Make sure that you have created a Kafka topic.
Make sure there is generated data in the Kafka topic.
Make sure that you have the right permissions set in Ranger.
Go to your cluster in Cloudera Manager.
Click SQL Stream Builder from the list of
services.
Click SQLStreamBuilder Console.
The Streaming SQL Console opens in a new window.
Select Console from the left- side menu.
Go to the Tables tab.
Select Add table > Apache Kafka.
The Kafka Table window appears.
Provide a Name for the Table.
Select a registered Kafka provider as Kafka
cluster.
Select a Kafka topic from the list.
Select the Data format.
You can select JSON as data format.
You can select AVRO as data format.
Determine the Schema for the Kafka table.
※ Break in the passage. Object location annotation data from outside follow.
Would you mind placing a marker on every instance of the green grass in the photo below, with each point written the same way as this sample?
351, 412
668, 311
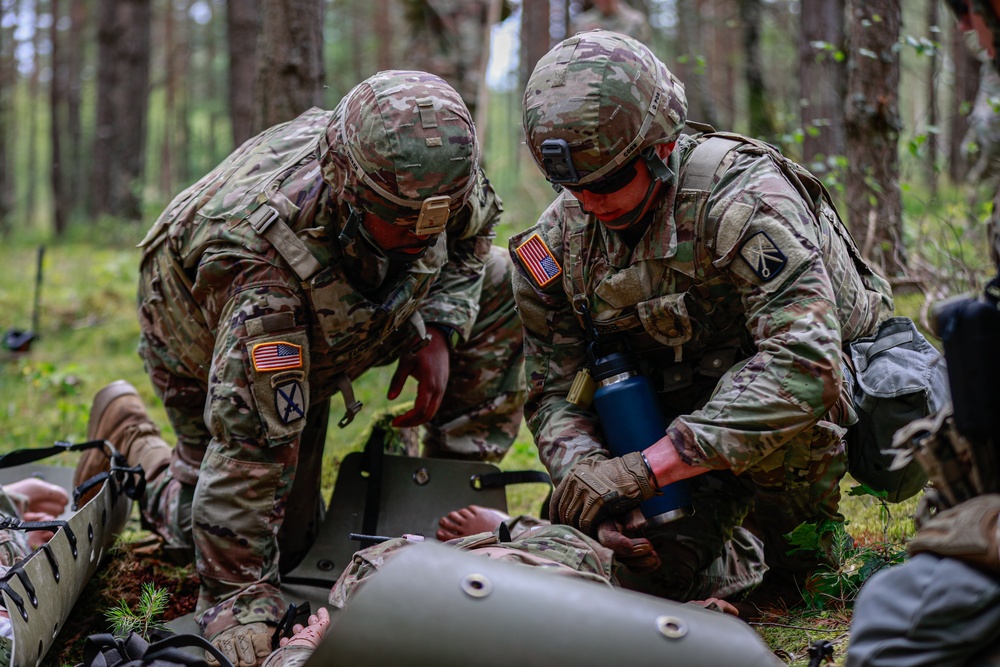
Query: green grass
88, 333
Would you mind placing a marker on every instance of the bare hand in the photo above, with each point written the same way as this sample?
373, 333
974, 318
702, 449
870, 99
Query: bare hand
43, 497
309, 635
635, 553
430, 367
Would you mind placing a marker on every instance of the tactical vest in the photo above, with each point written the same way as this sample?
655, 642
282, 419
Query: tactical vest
689, 315
253, 201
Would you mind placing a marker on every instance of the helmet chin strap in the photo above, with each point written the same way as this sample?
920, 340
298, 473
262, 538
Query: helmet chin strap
660, 173
353, 229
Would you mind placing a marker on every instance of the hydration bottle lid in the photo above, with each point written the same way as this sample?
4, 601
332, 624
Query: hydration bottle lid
613, 364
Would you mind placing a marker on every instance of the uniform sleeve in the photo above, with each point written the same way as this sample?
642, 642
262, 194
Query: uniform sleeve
767, 243
554, 350
258, 396
454, 298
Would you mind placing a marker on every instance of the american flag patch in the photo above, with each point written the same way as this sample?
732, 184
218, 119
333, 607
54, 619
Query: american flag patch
276, 356
539, 260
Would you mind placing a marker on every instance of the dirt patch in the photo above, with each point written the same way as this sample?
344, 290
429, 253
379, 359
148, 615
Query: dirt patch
120, 579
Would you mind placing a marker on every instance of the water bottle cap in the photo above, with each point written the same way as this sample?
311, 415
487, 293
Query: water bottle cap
616, 363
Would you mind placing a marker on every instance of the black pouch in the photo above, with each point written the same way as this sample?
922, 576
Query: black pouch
897, 376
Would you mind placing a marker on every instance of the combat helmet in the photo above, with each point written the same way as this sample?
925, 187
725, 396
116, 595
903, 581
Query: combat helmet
402, 146
596, 102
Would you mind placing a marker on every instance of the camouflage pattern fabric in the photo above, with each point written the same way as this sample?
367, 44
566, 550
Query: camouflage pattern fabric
740, 330
245, 353
622, 19
559, 549
446, 38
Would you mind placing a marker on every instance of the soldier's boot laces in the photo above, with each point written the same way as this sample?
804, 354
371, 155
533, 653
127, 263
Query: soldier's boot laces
119, 416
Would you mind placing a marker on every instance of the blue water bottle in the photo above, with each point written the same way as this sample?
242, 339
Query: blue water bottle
632, 421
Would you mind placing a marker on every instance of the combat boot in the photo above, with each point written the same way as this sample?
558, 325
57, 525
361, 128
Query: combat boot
118, 416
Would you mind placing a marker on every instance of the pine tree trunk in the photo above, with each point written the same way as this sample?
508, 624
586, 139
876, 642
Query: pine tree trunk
122, 101
758, 102
57, 106
75, 55
7, 80
823, 80
963, 97
242, 30
290, 61
691, 50
872, 120
932, 102
534, 36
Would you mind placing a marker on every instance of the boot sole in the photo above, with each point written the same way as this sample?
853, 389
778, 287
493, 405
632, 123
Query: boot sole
103, 399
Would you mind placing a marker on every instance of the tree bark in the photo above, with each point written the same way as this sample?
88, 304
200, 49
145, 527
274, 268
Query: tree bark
932, 102
57, 106
7, 80
290, 61
242, 28
963, 97
75, 59
872, 120
759, 104
823, 79
691, 50
535, 41
123, 37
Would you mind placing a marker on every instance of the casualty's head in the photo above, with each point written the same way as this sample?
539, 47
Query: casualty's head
402, 155
601, 112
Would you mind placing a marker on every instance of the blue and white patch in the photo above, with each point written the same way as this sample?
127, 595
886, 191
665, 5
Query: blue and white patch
763, 256
289, 401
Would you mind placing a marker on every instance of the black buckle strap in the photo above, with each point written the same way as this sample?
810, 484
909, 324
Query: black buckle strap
23, 456
296, 613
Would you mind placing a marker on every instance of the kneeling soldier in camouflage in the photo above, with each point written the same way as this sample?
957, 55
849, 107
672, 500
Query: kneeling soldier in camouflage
729, 275
322, 247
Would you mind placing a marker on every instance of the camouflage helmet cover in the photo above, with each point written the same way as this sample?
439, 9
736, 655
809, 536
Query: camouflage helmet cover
607, 96
398, 141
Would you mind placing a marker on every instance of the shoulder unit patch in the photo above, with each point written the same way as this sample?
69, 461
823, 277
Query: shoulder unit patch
763, 256
276, 356
539, 260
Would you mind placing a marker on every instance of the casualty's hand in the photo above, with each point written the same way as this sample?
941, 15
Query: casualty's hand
597, 488
429, 366
309, 635
635, 553
245, 645
40, 497
39, 501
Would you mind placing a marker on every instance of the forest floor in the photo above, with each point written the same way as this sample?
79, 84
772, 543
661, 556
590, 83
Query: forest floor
87, 337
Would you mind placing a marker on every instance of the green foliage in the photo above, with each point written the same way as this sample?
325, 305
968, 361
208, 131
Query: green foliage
152, 603
838, 586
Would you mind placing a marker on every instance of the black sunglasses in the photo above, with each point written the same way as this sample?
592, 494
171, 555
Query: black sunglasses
609, 184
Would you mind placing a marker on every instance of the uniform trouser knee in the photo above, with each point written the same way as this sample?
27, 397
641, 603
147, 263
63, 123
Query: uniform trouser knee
482, 409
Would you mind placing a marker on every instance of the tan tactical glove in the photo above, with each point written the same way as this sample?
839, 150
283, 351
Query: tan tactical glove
598, 488
245, 645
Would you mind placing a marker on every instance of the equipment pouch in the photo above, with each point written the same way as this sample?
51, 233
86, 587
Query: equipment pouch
897, 377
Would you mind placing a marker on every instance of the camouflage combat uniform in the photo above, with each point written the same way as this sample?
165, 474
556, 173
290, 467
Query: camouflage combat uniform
624, 20
13, 543
740, 327
255, 310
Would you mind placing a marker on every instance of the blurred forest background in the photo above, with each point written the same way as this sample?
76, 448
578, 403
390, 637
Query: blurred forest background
109, 107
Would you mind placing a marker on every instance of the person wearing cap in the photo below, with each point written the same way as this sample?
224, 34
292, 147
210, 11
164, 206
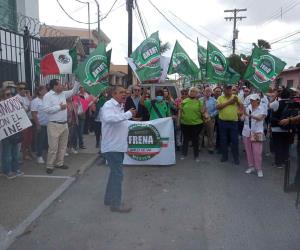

Add a customized schema to the Schema Definition
field.
Click Detect Schema to read a sample of the JSON
messages and automatically infer the schema.
Customize your Kafka Table with the following options:
Configure the Event Time if you do not want to
use the Kafka Timestamps.
Unselect the checkbox of Use Kafka
Timestamps.
Provide the name of the Input Timestamp
Column.
Add a name for the Event Time
Column.
Add a value to the Watermark
Seconds.
Configure an Input Transform, add the code using the
Transformations tab.
Configure any Kafka properties required using the Properties tab.
For more information about how to configure the Kafka table, see the
Configuring Kafka tables section.
Select Save Changes.
The Kafka Table is ready to be selected as a source or a
sink for the SQL Stream job. To use Kafka as a source add it to the SQL query with the
FROM statement. To use it as a sink, select the Kafka table when
creating the SQL job from the Sink Table drop-down menu.